A screen capture of the tell me about a location prototype. A user enters a location that is not in Wales and is presented with confirmation that the location is not in Wales.

What we learnt

The data is inconsistent

Inconsistent data makes these services harder to build. There is no way to know which dataset a record belongs to if you look at it in isolation. This makes it harder to say the location is in the name National Park. The service builder needs to either check the data record looks like a record from the National Park dataset, or to know they are requesting data only from the National Park dataset.

Service builders also need to know what attributes are used in National park records and which attributes are used in Electoral Wards. For example, they can’t just assume there will be a name attribute used. Electoral Ward records include a name attribute. However, National Park records contain a np_name attribute.

An image containing an example data record for a National Park, a Local Authority and a Ward. It shows all the attributes for each record, which demostrates how different they all are. Including all using a different attribute for the name of the thing

We need to decide how much preprocessing the platform should do when it collects the data. Should the platform try to add consistency to the data or should the onus fall on to the creators of the data? Similarly, what tools are needed for service builders to be able to use the data effectively?

Council tax is more complicated that the available data suggests

We assumed the council tax dataset we were using would allow us to confidently say “this is how much you would pay for a band in a region”. Only by showing this in the prototype were we made aware of the nuances in the data that would mean it couldn’t be used as we’d intended.

The data needed to show the amounts that make up the exact council tax amount are not all readily available. If they were, service builders could use the platform to calculate an accurate council tax amount for any property.

Linking datasets adds value

Another area where the platform can add value is by providing links between the disparate datasets. This would allow service builders to use data in ways that is currently hard to do. For example, the platform can determine which local authority and community a location is in. Then it can use these to return the council or community tax amounts for those areas.

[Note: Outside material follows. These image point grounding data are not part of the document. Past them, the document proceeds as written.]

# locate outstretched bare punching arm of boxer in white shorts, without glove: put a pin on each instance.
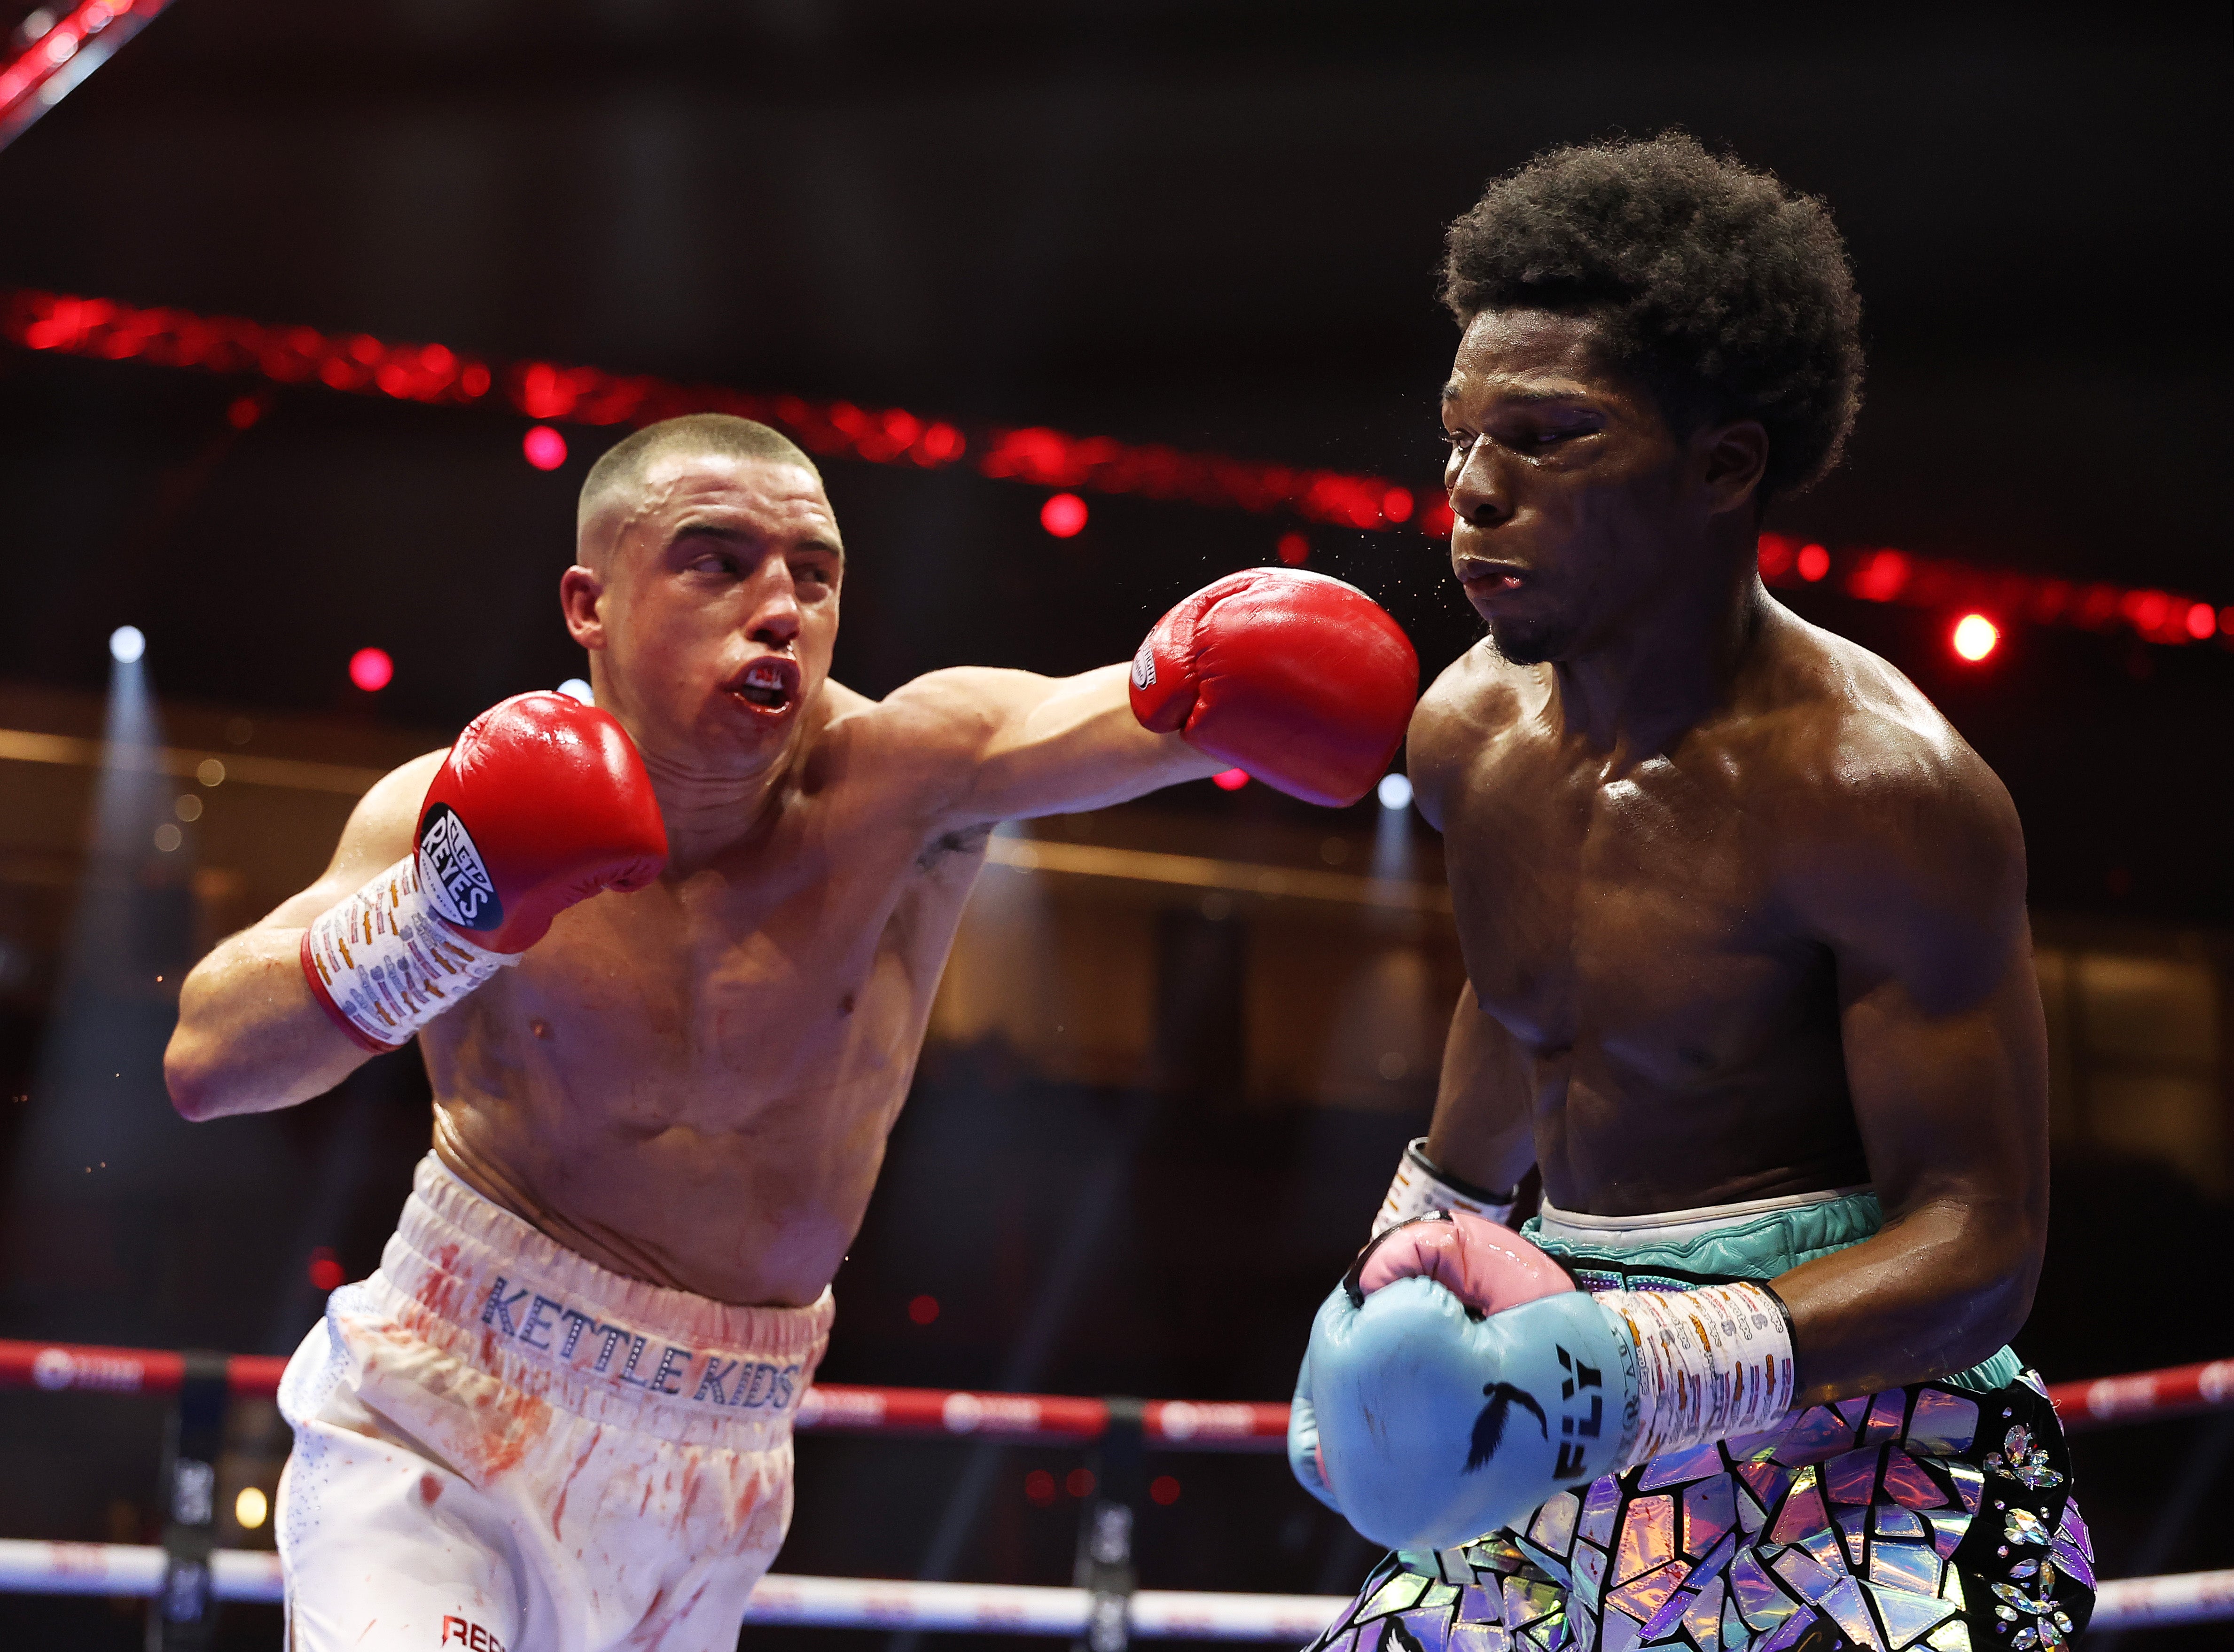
(1024, 746)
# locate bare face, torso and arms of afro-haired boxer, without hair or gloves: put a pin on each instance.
(1741, 913)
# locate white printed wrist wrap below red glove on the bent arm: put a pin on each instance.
(388, 965)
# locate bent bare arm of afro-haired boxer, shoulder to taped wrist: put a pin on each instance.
(1922, 904)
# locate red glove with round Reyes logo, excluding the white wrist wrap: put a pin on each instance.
(542, 804)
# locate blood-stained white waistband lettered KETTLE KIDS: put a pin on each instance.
(524, 1309)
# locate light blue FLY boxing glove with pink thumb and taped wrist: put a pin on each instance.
(1455, 1380)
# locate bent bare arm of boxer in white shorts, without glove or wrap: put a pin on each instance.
(251, 1038)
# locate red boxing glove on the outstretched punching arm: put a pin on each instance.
(1297, 678)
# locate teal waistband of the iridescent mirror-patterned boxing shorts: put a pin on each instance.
(1746, 1249)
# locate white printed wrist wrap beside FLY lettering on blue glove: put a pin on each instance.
(1712, 1365)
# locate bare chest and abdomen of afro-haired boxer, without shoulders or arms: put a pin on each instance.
(1677, 1045)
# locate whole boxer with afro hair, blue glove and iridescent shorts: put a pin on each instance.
(1748, 980)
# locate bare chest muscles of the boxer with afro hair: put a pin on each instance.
(1630, 913)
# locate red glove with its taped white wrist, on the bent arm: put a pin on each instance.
(542, 804)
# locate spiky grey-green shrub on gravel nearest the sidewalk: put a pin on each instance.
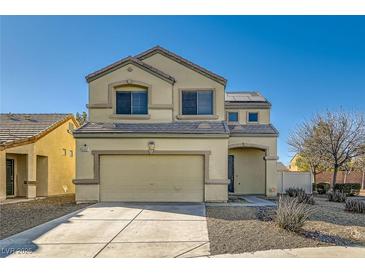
(291, 215)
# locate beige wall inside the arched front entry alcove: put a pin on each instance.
(249, 170)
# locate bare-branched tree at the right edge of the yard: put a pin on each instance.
(333, 139)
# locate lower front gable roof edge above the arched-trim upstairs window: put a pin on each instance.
(126, 61)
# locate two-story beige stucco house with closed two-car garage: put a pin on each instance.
(164, 129)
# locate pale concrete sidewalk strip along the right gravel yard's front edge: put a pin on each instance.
(310, 252)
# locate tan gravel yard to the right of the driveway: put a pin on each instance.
(250, 229)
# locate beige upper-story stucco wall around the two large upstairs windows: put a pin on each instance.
(164, 97)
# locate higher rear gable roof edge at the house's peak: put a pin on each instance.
(183, 61)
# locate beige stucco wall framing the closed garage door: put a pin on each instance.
(217, 169)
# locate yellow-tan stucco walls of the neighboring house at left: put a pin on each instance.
(61, 167)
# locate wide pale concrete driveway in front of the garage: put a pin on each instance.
(117, 230)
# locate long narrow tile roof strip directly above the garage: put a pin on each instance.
(202, 127)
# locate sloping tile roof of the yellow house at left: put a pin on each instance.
(17, 127)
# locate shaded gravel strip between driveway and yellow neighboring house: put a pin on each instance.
(17, 217)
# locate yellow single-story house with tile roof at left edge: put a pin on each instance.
(36, 154)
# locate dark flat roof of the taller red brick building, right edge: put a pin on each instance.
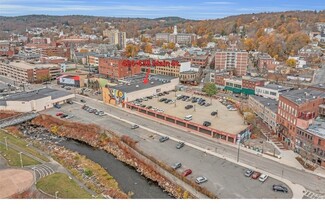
(301, 96)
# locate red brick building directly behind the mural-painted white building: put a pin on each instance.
(114, 68)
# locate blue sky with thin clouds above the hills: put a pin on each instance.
(191, 9)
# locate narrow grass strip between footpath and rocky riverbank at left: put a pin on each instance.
(21, 144)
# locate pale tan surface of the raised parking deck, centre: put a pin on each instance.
(227, 121)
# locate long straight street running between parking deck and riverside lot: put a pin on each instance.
(297, 176)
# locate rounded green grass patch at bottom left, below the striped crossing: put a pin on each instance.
(67, 188)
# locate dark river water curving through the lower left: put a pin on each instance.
(128, 178)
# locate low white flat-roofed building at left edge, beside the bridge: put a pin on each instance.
(36, 100)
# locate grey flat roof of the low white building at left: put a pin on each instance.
(36, 94)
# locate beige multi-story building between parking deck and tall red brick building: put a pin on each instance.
(265, 108)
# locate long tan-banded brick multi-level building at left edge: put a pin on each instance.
(32, 73)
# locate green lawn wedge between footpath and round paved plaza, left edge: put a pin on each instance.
(13, 158)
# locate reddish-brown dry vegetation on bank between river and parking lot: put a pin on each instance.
(110, 142)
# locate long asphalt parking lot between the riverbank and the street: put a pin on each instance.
(225, 179)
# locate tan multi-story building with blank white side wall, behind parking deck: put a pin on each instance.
(173, 70)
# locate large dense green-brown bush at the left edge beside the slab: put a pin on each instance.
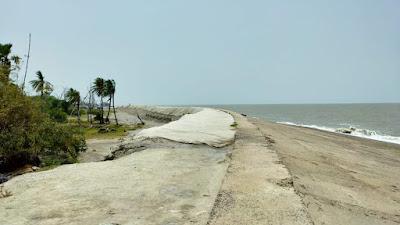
(28, 135)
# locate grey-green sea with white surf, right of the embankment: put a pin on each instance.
(373, 121)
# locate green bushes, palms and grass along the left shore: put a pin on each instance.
(43, 130)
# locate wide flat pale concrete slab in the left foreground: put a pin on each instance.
(155, 186)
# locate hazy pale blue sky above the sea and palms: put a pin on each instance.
(213, 51)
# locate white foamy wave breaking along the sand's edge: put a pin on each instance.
(352, 131)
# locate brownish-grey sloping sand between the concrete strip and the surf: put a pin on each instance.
(341, 179)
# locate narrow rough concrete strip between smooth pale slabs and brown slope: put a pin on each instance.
(257, 188)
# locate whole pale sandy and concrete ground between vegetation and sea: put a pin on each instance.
(206, 166)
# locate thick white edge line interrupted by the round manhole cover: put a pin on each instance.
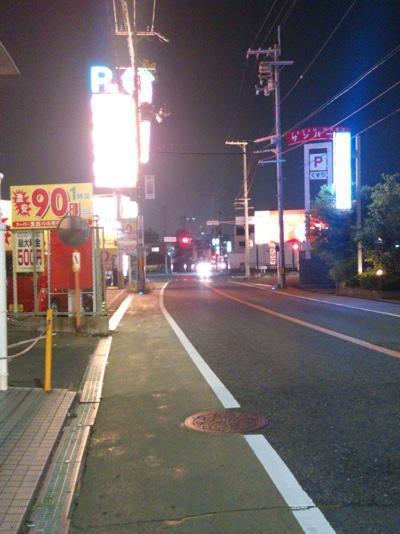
(307, 514)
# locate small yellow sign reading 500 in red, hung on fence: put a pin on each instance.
(29, 245)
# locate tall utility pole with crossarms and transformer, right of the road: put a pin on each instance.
(269, 81)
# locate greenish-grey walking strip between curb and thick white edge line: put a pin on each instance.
(145, 471)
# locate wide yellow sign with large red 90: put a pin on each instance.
(44, 205)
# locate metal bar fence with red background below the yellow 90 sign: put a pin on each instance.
(40, 277)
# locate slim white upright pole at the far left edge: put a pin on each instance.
(3, 306)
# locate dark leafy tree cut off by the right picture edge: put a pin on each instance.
(380, 233)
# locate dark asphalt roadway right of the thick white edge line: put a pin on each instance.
(332, 402)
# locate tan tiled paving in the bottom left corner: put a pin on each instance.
(30, 424)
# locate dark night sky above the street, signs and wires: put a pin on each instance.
(207, 85)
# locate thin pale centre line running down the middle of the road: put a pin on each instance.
(312, 326)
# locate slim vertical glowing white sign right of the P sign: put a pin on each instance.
(342, 169)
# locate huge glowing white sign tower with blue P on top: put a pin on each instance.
(114, 131)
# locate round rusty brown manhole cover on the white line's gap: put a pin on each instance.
(225, 422)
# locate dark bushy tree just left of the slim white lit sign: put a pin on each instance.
(332, 235)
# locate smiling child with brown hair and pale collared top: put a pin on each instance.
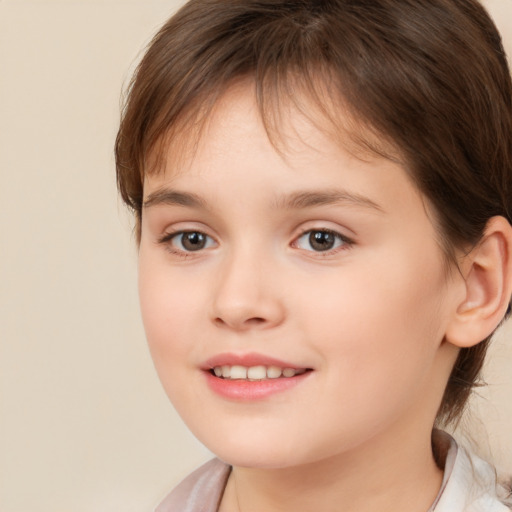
(323, 198)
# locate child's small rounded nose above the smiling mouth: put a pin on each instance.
(247, 296)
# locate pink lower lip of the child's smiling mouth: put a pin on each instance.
(246, 390)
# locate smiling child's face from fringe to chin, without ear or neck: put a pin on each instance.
(318, 260)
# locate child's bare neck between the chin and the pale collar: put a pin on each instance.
(380, 476)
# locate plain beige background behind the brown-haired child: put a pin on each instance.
(84, 425)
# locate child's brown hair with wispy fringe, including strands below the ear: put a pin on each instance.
(428, 75)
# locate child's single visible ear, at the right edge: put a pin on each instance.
(487, 274)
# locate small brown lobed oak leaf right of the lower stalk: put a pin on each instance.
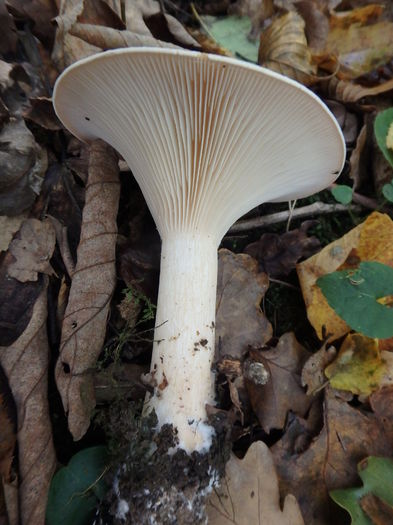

Modelling relationships between data can be something the platform solves once so each service built on top of the data doesn’t have to repeat the same steps.

It doesn’t have to be a map

We don’t always need a map to build a geographic-based service.

Issues to resolve

The prototype doesn’t know how to handle situations where a location is near a boundary. In these cases, small inaccuracies in the data could lead to false results. So maybe the output needs to be less YES/NO and more degree of confidence.